# Hardwood floors = dry, rough feet??



## maherwoman (Jul 28, 2006)

Anyone had this experience?

I've lived most of my life in carpeted households, and this past March moved into a place that is ALL hardwood floor (except the kitchen and bathroom, which are tile). I've noticed that my feet have become quite dry and harder on the bottoms (on the heels). Is this a common thing? Has anyone experienced this? 
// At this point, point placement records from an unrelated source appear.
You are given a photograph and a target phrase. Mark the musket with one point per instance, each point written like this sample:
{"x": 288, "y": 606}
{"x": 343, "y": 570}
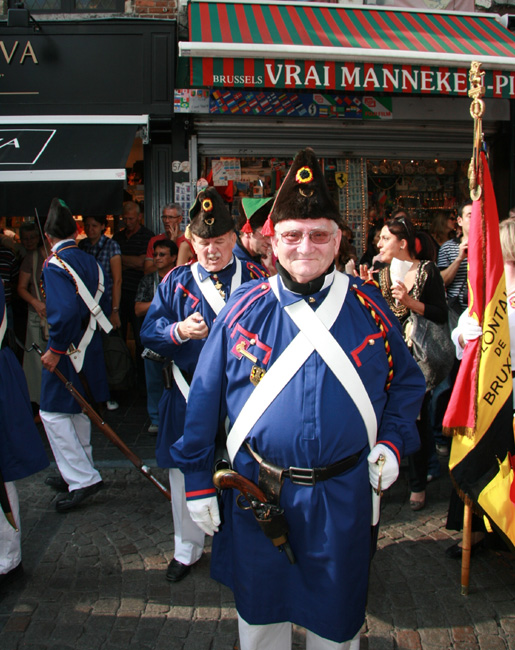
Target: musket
{"x": 107, "y": 431}
{"x": 270, "y": 517}
{"x": 6, "y": 506}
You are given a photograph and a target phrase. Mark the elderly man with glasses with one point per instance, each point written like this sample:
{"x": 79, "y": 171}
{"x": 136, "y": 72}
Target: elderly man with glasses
{"x": 308, "y": 374}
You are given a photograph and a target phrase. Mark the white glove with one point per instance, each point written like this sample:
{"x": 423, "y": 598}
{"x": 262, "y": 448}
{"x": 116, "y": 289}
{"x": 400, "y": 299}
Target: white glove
{"x": 471, "y": 330}
{"x": 390, "y": 470}
{"x": 466, "y": 330}
{"x": 205, "y": 514}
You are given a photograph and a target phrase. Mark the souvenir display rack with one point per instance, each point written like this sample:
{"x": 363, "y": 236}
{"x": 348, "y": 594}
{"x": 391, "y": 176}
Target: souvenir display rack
{"x": 421, "y": 187}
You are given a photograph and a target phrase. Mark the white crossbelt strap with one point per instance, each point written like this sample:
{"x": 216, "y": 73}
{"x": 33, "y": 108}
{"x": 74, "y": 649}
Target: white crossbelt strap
{"x": 77, "y": 355}
{"x": 3, "y": 325}
{"x": 216, "y": 302}
{"x": 209, "y": 291}
{"x": 182, "y": 384}
{"x": 294, "y": 357}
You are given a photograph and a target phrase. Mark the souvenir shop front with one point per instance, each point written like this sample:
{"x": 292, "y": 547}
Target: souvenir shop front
{"x": 380, "y": 94}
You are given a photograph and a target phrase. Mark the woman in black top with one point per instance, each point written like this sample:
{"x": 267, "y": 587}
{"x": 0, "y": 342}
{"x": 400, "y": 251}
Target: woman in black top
{"x": 422, "y": 291}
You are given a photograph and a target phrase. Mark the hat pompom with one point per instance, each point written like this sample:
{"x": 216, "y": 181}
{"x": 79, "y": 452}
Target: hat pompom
{"x": 209, "y": 216}
{"x": 247, "y": 228}
{"x": 268, "y": 228}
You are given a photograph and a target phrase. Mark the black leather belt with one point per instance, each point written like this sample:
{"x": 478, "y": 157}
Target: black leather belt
{"x": 271, "y": 476}
{"x": 306, "y": 476}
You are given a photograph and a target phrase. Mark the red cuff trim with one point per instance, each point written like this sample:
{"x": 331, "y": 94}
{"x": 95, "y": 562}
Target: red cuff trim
{"x": 57, "y": 351}
{"x": 392, "y": 447}
{"x": 172, "y": 329}
{"x": 200, "y": 493}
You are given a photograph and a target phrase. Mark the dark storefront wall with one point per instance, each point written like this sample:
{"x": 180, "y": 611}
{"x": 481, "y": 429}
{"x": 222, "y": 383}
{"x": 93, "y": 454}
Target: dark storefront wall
{"x": 103, "y": 68}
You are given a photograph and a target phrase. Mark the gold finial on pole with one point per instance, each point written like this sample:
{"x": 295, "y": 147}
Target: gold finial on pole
{"x": 477, "y": 108}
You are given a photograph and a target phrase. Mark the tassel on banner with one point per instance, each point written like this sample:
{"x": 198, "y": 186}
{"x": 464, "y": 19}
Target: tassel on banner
{"x": 477, "y": 109}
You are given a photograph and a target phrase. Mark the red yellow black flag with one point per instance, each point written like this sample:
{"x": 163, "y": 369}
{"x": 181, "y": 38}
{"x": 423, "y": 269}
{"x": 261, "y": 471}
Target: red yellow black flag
{"x": 480, "y": 412}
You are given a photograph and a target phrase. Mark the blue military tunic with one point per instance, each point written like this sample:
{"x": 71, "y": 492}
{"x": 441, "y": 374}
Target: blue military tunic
{"x": 177, "y": 297}
{"x": 255, "y": 269}
{"x": 21, "y": 449}
{"x": 312, "y": 423}
{"x": 68, "y": 316}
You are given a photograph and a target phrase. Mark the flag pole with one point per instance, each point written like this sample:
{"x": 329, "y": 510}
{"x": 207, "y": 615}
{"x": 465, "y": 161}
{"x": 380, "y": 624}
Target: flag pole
{"x": 466, "y": 549}
{"x": 477, "y": 109}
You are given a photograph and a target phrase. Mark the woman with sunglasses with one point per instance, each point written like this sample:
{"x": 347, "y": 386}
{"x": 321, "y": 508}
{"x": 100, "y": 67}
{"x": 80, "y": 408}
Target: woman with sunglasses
{"x": 421, "y": 291}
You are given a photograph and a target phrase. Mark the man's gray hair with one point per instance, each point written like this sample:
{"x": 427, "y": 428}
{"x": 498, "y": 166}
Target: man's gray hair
{"x": 172, "y": 206}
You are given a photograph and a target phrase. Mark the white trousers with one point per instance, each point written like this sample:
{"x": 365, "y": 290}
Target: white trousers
{"x": 10, "y": 540}
{"x": 277, "y": 636}
{"x": 69, "y": 435}
{"x": 189, "y": 539}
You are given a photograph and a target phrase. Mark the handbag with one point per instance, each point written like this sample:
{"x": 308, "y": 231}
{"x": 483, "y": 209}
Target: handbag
{"x": 431, "y": 347}
{"x": 456, "y": 308}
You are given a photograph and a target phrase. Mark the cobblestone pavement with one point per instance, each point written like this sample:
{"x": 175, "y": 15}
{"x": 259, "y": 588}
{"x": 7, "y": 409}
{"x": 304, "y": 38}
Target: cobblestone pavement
{"x": 94, "y": 577}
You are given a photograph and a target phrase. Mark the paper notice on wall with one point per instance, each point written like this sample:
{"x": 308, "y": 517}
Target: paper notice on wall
{"x": 183, "y": 196}
{"x": 225, "y": 170}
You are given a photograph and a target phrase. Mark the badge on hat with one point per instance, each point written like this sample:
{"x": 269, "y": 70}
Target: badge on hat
{"x": 209, "y": 216}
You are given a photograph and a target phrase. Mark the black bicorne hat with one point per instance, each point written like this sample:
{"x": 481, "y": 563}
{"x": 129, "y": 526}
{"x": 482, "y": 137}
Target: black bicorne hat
{"x": 209, "y": 216}
{"x": 303, "y": 194}
{"x": 60, "y": 222}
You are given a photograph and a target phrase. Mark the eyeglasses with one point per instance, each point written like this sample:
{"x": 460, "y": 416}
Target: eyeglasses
{"x": 294, "y": 237}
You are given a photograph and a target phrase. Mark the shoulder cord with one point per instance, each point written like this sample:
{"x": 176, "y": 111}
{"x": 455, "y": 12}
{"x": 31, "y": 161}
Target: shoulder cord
{"x": 379, "y": 322}
{"x": 67, "y": 271}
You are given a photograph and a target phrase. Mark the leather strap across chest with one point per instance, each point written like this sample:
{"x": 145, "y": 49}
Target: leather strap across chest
{"x": 216, "y": 302}
{"x": 97, "y": 316}
{"x": 314, "y": 335}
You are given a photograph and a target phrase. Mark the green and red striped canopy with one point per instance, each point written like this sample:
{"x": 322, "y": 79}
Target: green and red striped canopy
{"x": 247, "y": 44}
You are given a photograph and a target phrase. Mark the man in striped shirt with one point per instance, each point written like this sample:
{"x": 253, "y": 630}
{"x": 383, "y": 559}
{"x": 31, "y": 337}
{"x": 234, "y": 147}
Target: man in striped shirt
{"x": 452, "y": 258}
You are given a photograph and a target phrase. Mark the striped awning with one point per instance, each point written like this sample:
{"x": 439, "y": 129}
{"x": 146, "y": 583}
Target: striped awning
{"x": 295, "y": 45}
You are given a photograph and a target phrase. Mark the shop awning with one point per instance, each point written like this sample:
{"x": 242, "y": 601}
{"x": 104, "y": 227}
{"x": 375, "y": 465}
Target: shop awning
{"x": 248, "y": 44}
{"x": 80, "y": 159}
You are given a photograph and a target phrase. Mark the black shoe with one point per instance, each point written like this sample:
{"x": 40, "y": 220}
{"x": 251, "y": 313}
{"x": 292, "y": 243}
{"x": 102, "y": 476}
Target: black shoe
{"x": 177, "y": 571}
{"x": 454, "y": 551}
{"x": 73, "y": 498}
{"x": 57, "y": 482}
{"x": 10, "y": 576}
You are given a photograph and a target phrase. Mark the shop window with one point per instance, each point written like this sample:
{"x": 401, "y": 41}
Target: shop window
{"x": 71, "y": 6}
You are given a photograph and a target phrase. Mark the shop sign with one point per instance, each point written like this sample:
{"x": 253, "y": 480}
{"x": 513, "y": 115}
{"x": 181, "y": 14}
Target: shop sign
{"x": 329, "y": 75}
{"x": 23, "y": 146}
{"x": 278, "y": 104}
{"x": 377, "y": 109}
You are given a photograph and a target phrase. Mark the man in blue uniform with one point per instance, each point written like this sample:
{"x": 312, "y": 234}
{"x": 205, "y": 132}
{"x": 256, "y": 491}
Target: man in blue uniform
{"x": 21, "y": 450}
{"x": 252, "y": 247}
{"x": 176, "y": 326}
{"x": 319, "y": 396}
{"x": 73, "y": 284}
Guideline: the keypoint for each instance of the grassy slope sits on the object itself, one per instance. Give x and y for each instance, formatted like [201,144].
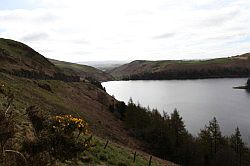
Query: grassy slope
[79,99]
[16,55]
[141,66]
[82,70]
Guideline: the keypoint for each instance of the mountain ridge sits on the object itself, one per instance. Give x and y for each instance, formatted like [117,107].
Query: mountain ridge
[236,66]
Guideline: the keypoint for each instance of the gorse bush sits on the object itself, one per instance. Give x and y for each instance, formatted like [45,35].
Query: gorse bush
[69,124]
[59,137]
[9,154]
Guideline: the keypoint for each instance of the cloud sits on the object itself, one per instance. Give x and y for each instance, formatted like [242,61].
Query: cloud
[131,29]
[165,36]
[219,18]
[35,37]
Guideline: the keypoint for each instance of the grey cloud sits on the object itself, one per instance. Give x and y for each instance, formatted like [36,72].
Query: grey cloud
[35,37]
[80,41]
[81,52]
[227,37]
[46,17]
[165,36]
[219,20]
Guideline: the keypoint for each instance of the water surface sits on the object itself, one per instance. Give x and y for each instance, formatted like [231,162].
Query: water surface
[198,101]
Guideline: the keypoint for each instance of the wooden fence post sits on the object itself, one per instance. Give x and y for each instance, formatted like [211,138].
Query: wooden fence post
[134,157]
[106,144]
[149,164]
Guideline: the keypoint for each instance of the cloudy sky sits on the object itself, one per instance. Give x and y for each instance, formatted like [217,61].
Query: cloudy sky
[91,30]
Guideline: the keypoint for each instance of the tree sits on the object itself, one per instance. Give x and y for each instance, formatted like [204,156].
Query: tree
[210,140]
[237,145]
[215,132]
[177,126]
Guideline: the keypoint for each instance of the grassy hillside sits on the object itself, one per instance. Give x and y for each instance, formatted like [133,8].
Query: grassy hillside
[82,70]
[18,56]
[60,97]
[237,66]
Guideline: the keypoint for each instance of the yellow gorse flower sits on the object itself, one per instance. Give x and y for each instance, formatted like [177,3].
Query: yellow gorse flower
[68,122]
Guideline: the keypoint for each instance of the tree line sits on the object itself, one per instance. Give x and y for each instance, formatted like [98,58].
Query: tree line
[167,137]
[188,73]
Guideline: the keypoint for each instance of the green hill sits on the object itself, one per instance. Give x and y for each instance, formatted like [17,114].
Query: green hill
[33,81]
[236,66]
[83,71]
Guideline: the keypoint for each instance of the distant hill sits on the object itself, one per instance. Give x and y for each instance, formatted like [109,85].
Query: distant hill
[19,59]
[104,65]
[33,80]
[82,70]
[236,66]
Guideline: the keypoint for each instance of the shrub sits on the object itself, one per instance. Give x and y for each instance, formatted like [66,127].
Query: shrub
[57,136]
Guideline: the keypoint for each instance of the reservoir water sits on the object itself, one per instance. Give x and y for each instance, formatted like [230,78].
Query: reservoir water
[197,101]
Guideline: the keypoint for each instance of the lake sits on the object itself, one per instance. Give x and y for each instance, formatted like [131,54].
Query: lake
[197,101]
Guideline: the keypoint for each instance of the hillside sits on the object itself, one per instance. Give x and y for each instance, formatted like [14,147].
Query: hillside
[236,66]
[40,88]
[19,59]
[82,70]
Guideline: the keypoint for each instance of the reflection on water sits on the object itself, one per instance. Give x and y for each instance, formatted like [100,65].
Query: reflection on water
[198,101]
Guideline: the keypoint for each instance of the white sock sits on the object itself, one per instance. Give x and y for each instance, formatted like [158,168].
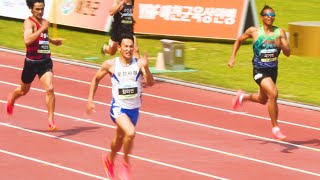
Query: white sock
[275,129]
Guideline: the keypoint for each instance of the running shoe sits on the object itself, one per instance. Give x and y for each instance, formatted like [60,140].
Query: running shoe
[278,135]
[108,168]
[10,106]
[52,127]
[237,100]
[125,173]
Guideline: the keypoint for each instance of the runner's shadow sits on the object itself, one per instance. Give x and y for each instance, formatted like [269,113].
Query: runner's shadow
[288,148]
[70,132]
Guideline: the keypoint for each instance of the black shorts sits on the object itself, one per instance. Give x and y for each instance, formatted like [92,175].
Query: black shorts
[33,68]
[259,74]
[116,35]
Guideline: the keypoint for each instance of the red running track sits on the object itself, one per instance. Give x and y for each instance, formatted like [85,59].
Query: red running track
[183,133]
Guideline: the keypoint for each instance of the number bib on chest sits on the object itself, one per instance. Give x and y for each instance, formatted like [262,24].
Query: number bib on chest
[128,90]
[268,55]
[43,47]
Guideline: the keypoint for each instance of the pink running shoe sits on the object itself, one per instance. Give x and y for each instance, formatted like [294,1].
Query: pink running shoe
[52,127]
[10,106]
[108,167]
[125,173]
[237,100]
[278,135]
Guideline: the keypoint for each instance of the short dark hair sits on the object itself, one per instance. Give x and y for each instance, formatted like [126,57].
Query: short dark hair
[126,36]
[264,8]
[30,3]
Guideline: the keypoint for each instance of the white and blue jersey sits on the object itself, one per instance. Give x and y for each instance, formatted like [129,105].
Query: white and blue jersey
[126,85]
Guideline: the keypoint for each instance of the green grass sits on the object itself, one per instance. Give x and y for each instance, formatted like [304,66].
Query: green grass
[298,78]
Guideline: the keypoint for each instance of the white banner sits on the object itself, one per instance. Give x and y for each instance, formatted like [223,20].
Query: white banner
[18,9]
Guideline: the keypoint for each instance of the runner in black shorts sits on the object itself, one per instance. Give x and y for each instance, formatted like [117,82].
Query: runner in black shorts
[268,42]
[259,74]
[38,59]
[33,68]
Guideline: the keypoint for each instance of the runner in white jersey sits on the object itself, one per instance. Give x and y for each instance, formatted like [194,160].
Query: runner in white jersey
[126,85]
[126,74]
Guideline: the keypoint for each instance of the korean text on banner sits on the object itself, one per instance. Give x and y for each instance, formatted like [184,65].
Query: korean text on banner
[220,19]
[93,14]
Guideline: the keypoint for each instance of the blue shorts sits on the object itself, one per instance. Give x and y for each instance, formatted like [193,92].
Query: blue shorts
[116,111]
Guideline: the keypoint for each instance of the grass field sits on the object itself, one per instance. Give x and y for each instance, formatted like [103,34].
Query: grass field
[298,78]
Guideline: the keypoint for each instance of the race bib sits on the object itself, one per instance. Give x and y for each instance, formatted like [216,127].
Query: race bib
[43,47]
[128,91]
[268,55]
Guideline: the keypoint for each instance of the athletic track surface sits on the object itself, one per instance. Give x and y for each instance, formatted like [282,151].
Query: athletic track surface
[183,133]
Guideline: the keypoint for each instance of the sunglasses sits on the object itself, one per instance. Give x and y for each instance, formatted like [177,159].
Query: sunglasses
[270,14]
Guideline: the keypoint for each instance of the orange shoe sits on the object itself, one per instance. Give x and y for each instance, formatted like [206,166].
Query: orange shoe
[237,100]
[10,106]
[108,167]
[278,135]
[125,173]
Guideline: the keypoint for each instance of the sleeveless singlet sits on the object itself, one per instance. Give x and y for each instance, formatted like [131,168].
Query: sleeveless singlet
[265,52]
[126,84]
[39,49]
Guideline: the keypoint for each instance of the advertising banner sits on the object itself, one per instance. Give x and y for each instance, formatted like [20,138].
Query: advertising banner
[18,9]
[219,19]
[93,14]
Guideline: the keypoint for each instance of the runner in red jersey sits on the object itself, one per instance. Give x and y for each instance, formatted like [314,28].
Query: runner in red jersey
[38,59]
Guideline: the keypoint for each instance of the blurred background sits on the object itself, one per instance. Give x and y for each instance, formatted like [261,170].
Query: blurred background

I ask because I never noticed before that they were quite this dry. A bit on the dry side, yes, but not to the point where they were noticably dry around the cuticles and such!! I've started putting lotion on them nightly, and have definitely noticed a difference, but find myself wondering if the hard floors are to blame for this recent dryness. 

Anyone??


----------



## rubysmom (Jul 29, 2006)

We have hardwood floors but have never noticed a difference in the dryness of our feet. Are you cleaning it with a particular solution that you might be allergic/sensitive to? Perhaps your house in general is drier because there isn't carpeting to hold the humidity? Anyway, a lack of carpeting is much healthier. Carpets hold all kinds of dirt and allergens even if you clean them regularly. I can't wait till we get rid of the last of our wall-to-wall carpeting. Oh yeah, we clean our hardwoods with a 50/50 mixture of white vinegar and warm water. Another great use for vinegar!


----------



## Jenni (Jul 29, 2006)

I have wood floors. I think they are probably harder on the feet. I love to knit socks and a lot of the time I wear them around the house.


----------



## maherwoman (Jul 29, 2006)

Yeah, I should probably wear sock more often. I wear my flip flops occassionally, and that helps, but I think socks would be better. And the combo of lotion and socks would be even better than that!


----------